上证所加转转换

Posted 2023-02-16

【中文标题】上证所加转转换

【英文标题】：SSE addition and conversion

【发布时间】：2017-06-13 02:21:23

【问题描述】：

事情是这样的，我如何添加两个无符号字符数组并将结果存储在一个无符号短数组中，使用 SSE。谁能给我一些帮助或提示。这是我到目前为止所做的。我只是不知道错误在哪里..需要一些帮助

#include<iostream>
#include<intrin.h>
#include<windows.h>
#include<emmintrin.h>
#include<iterator>

using namespace std;

void sse_add(unsigned char * input1, unsigned char *input2, unsigned short  *output, const int N)
   

unsigned char *op3 = new unsigned char[N];
unsigned char *op4 = new unsigned char[N];

__m128i *sse_op3 = (__m128i*)op3;
__m128i *sse_op4 = (__m128i*)op4;
__m128i *sse_result = (__m128i*)output;

for (int i = 0; i < N; i = i + 16)

     __m128i src = _mm_loadu_si128((__m128i*)input1);
     __m128i zero = _mm_setzero_si128();
     __m128i higher = _mm_unpackhi_epi8(src, zero);
     __m128i lower = _mm_unpacklo_epi8(src, zero);

     _mm_storeu_si128(sse_op3, lower);
     sse_op3 = sse_op3 + 1;
     _mm_storeu_si128(sse_op3, higher);
     sse_op3 = sse_op3 + 1;
    input1 = input1 + 16;



for (int j = 0; j < N; j = j + 16)

     __m128i src1 = _mm_loadu_si128((__m128i*)input2);
     __m128i zero1 = _mm_setzero_si128();
     __m128i higher1 = _mm_unpackhi_epi8(src1, zero1);
     __m128i lower1 = _mm_unpacklo_epi8(src1, zero1);

    _mm_storeu_si128(sse_op4, lower1);
    sse_op4 = sse_op4 + 1;
    _mm_storeu_si128(sse_op4, higher1);
    sse_op4 = sse_op4 + 1;
    input2 = input2 + 16;



__m128i *sse_op3_new = (__m128i*)op3;
__m128i *sse_op4_new = (__m128i*)op4;

for (int y = 0; y < N; y = y + 8)

    *sse_result = _mm_adds_epi16(*sse_op3_new, *sse_op4_new);
    sse_result = sse_result + 1;
    sse_op3_new = sse_op3_new + 1;
    sse_op4_new = sse_op4_new + 1;




void C_add(unsigned char * input1, unsigned char *input2, unsigned short *output, int N)

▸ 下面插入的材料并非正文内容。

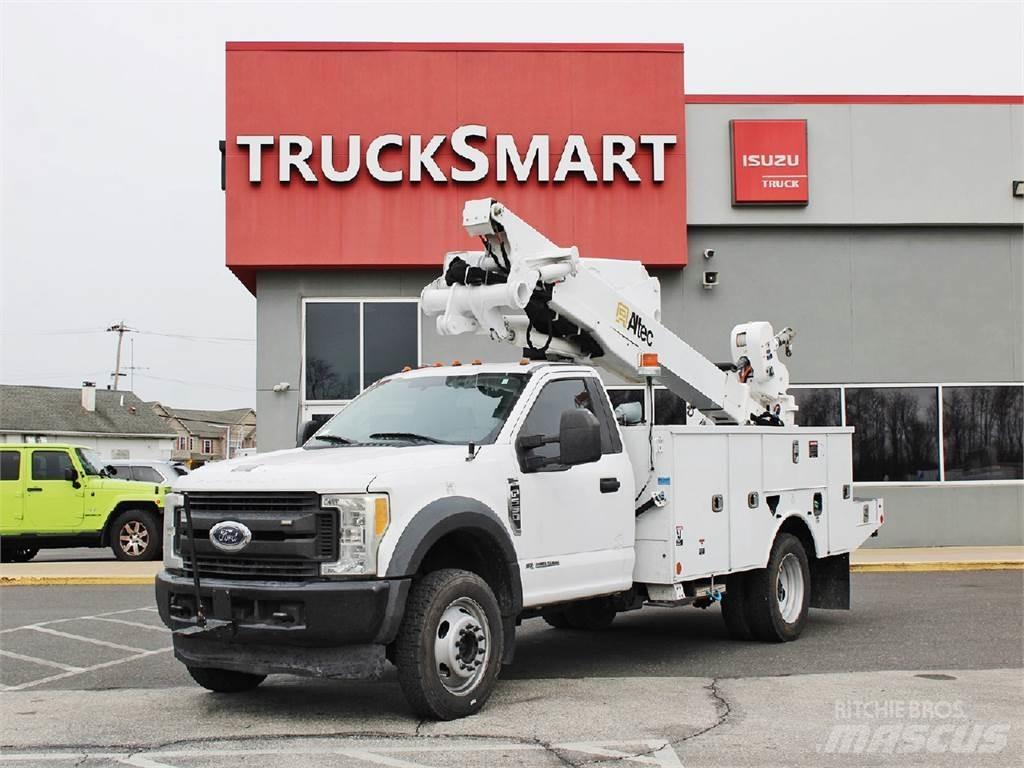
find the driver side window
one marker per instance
(546, 413)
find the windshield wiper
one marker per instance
(403, 436)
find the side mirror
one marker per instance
(306, 431)
(579, 437)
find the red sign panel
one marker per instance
(361, 156)
(769, 162)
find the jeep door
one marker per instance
(52, 504)
(11, 491)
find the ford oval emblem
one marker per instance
(230, 536)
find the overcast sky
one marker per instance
(112, 112)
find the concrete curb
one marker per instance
(862, 567)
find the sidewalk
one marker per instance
(886, 560)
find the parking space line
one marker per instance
(40, 662)
(83, 671)
(125, 622)
(70, 636)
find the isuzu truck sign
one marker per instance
(769, 162)
(467, 156)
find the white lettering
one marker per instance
(327, 160)
(576, 159)
(462, 147)
(657, 143)
(374, 158)
(287, 160)
(611, 159)
(420, 159)
(507, 153)
(255, 144)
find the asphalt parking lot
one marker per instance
(88, 674)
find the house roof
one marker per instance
(207, 423)
(58, 411)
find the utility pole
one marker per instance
(121, 329)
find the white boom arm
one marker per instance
(524, 290)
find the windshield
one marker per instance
(426, 409)
(90, 461)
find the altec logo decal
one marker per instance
(392, 158)
(769, 162)
(631, 322)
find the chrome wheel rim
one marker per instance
(462, 646)
(134, 538)
(790, 589)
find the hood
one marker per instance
(342, 468)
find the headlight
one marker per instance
(361, 522)
(172, 504)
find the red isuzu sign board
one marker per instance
(361, 155)
(769, 162)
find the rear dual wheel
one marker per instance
(770, 603)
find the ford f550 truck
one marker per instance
(445, 504)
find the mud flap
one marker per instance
(830, 583)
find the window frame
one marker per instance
(360, 301)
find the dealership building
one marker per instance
(887, 230)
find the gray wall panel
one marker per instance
(951, 515)
(870, 164)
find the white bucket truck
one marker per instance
(445, 504)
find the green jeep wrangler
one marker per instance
(61, 496)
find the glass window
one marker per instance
(623, 396)
(669, 408)
(819, 407)
(332, 350)
(390, 338)
(50, 465)
(896, 437)
(546, 414)
(389, 335)
(10, 465)
(983, 428)
(145, 474)
(461, 409)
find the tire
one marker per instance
(136, 535)
(449, 649)
(16, 553)
(733, 607)
(777, 597)
(556, 619)
(591, 614)
(225, 681)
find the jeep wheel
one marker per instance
(135, 535)
(224, 681)
(449, 649)
(777, 597)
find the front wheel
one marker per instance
(777, 597)
(135, 535)
(224, 681)
(449, 649)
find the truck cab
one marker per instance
(57, 495)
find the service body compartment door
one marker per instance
(701, 503)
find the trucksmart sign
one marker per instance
(769, 162)
(465, 157)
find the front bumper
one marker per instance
(272, 613)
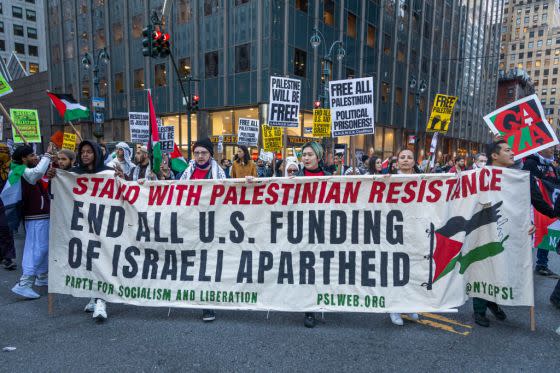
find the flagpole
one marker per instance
(5, 113)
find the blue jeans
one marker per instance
(542, 258)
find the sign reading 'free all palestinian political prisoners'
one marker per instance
(351, 107)
(248, 132)
(27, 121)
(295, 244)
(283, 108)
(523, 125)
(441, 113)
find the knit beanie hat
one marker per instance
(317, 148)
(205, 143)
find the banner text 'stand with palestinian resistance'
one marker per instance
(301, 244)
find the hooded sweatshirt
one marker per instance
(98, 161)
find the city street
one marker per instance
(158, 339)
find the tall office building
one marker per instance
(233, 47)
(531, 42)
(22, 30)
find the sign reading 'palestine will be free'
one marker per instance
(299, 242)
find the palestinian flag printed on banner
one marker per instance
(464, 241)
(68, 108)
(547, 235)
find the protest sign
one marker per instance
(166, 138)
(28, 123)
(248, 132)
(69, 141)
(523, 125)
(407, 243)
(284, 99)
(138, 123)
(4, 87)
(272, 138)
(321, 123)
(351, 107)
(442, 110)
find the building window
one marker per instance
(352, 25)
(20, 48)
(385, 92)
(371, 36)
(119, 83)
(118, 33)
(160, 75)
(185, 66)
(18, 30)
(139, 79)
(33, 50)
(211, 64)
(242, 58)
(32, 33)
(185, 12)
(137, 21)
(210, 6)
(17, 12)
(30, 15)
(300, 62)
(328, 12)
(387, 44)
(302, 5)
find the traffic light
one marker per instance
(147, 41)
(194, 103)
(165, 45)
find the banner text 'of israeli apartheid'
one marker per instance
(377, 244)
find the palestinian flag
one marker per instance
(154, 147)
(547, 235)
(178, 162)
(465, 241)
(67, 107)
(11, 195)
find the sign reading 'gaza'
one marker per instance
(351, 107)
(285, 95)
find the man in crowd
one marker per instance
(540, 166)
(35, 212)
(123, 158)
(90, 161)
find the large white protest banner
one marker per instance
(352, 107)
(139, 125)
(248, 132)
(377, 244)
(284, 99)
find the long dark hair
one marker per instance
(246, 157)
(371, 165)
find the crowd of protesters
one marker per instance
(134, 165)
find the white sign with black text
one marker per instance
(284, 99)
(352, 107)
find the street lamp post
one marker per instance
(316, 40)
(417, 88)
(101, 57)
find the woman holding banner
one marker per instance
(243, 165)
(406, 165)
(311, 156)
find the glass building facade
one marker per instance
(233, 47)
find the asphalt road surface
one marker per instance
(136, 339)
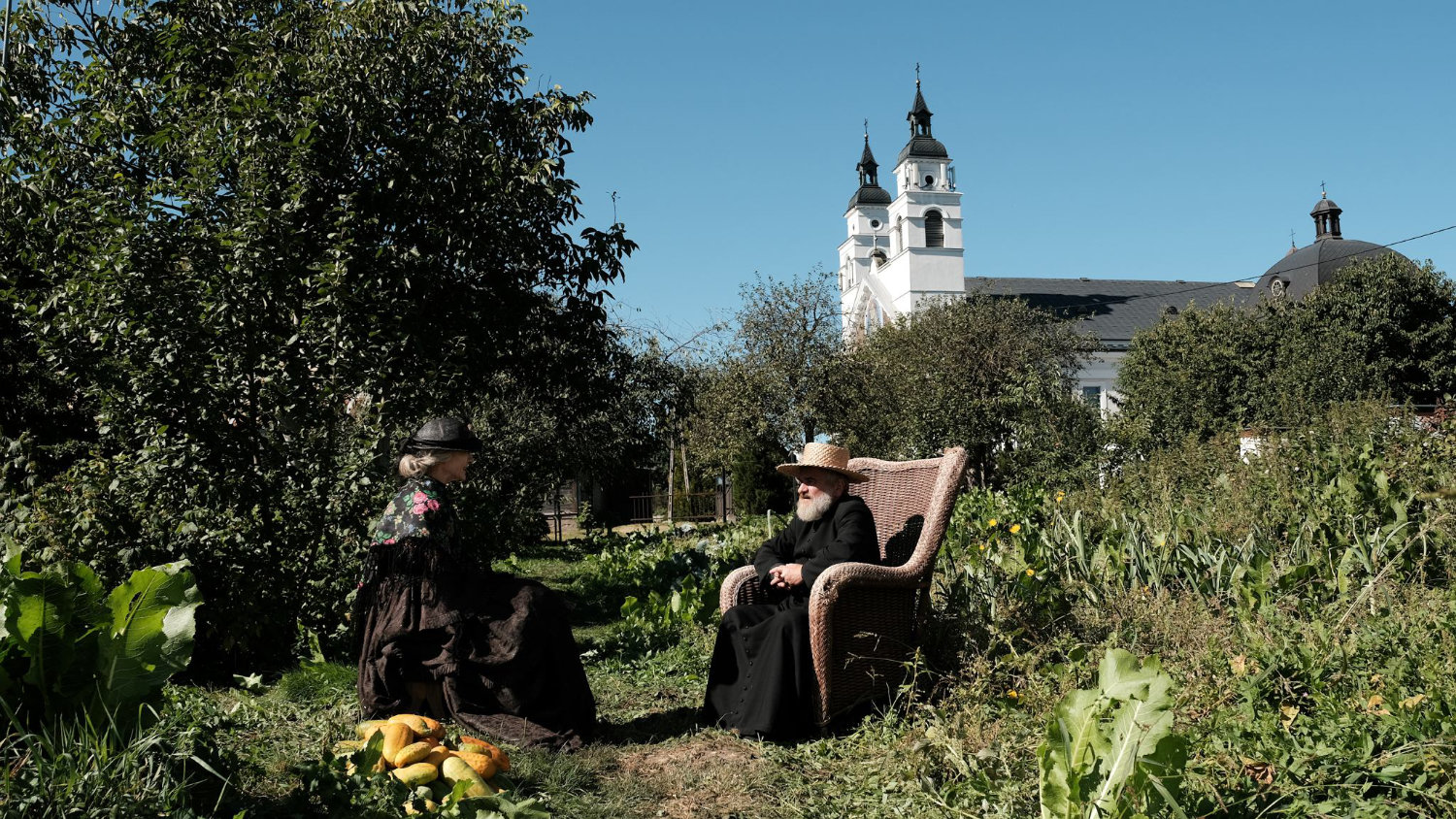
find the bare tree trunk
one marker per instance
(687, 481)
(672, 449)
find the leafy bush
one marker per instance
(256, 273)
(675, 582)
(1380, 329)
(1109, 751)
(70, 650)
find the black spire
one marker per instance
(919, 115)
(870, 191)
(1327, 217)
(868, 168)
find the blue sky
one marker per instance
(1112, 140)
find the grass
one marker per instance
(960, 745)
(1313, 688)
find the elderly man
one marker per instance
(762, 678)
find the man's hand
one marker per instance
(786, 576)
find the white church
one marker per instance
(905, 250)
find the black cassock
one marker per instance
(762, 676)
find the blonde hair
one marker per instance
(415, 464)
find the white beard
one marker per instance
(811, 509)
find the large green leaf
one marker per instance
(1069, 752)
(1138, 728)
(153, 620)
(40, 608)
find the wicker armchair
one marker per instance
(864, 618)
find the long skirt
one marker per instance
(762, 676)
(503, 653)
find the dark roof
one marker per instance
(870, 195)
(928, 147)
(1313, 265)
(1111, 309)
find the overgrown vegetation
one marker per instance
(247, 247)
(1264, 638)
(1382, 329)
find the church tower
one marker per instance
(926, 247)
(865, 250)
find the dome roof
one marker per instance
(870, 195)
(928, 147)
(1313, 265)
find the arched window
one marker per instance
(934, 230)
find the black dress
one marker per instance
(762, 676)
(500, 646)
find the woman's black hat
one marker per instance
(448, 434)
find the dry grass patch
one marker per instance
(702, 775)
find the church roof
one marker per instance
(926, 147)
(1111, 309)
(870, 195)
(1313, 265)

for (int i = 0; i < N; i++)
    output[i] = (unsigned short)input1[i] + (unsigned short)input2[i];





int main()

int n = 1023;
unsigned char *p0 = new unsigned char[n];
unsigned char *p1 = new unsigned char[n];
unsigned short *p21 = new unsigned short[n];
unsigned short *p22 = new unsigned short[n];
for (int j = 0; j < n; j++)

    p21[j] = rand() % 256;
    p22[j] = rand() % 256;


C_add(p0, p1, p22, n);
cout << "C_add finished!" << endl;
sse_add(p0, p1, p21, n);
cout << "sse_add finished!" << endl;

for (int j = 0; j < n; j++)

    if (p21[j] != p22[j])
    
        cout << "diff!!!!!@@@@@@@" << endl;
    

//system("pause");

delete[] p0;
delete[] p1;
delete[] p21;
delete[] p22;
return 0;


 

【参考方案1】：

假设所有内容都与_Alignof(__m128i) 对齐，并且数组的大小是sizeof(__m128i) 的倍数，这样应该可以：

void addw(size_t size, uint16_t res[size], uint8_t a[size], uint8_t b[size]) 
  __m128i* r = (__m128i*) res;
  __m128i* ap = (__m128i*) a;
  __m128i* bp = (__m128i*) b;

  for (size_t i = 0 ; i < (size / sizeof(__m128i)) ; i++) 
    r[(i * 2)]     = _mm_add_epi16(_mm_cvtepu8_epi16(ap[i]), _mm_cvtepu8_epi16(bp[i]));
    r[(i * 2) + 1] = _mm_add_epi16(_mm_cvtepu8_epi16(_mm_srli_si128(ap[i], 8)), _mm_cvtepu8_epi16(_mm_srli_si128(bp[i], 8)));
  

FWIW，NEON 会更简单一些（使用vaddl_u8 和vaddl_high_u8）。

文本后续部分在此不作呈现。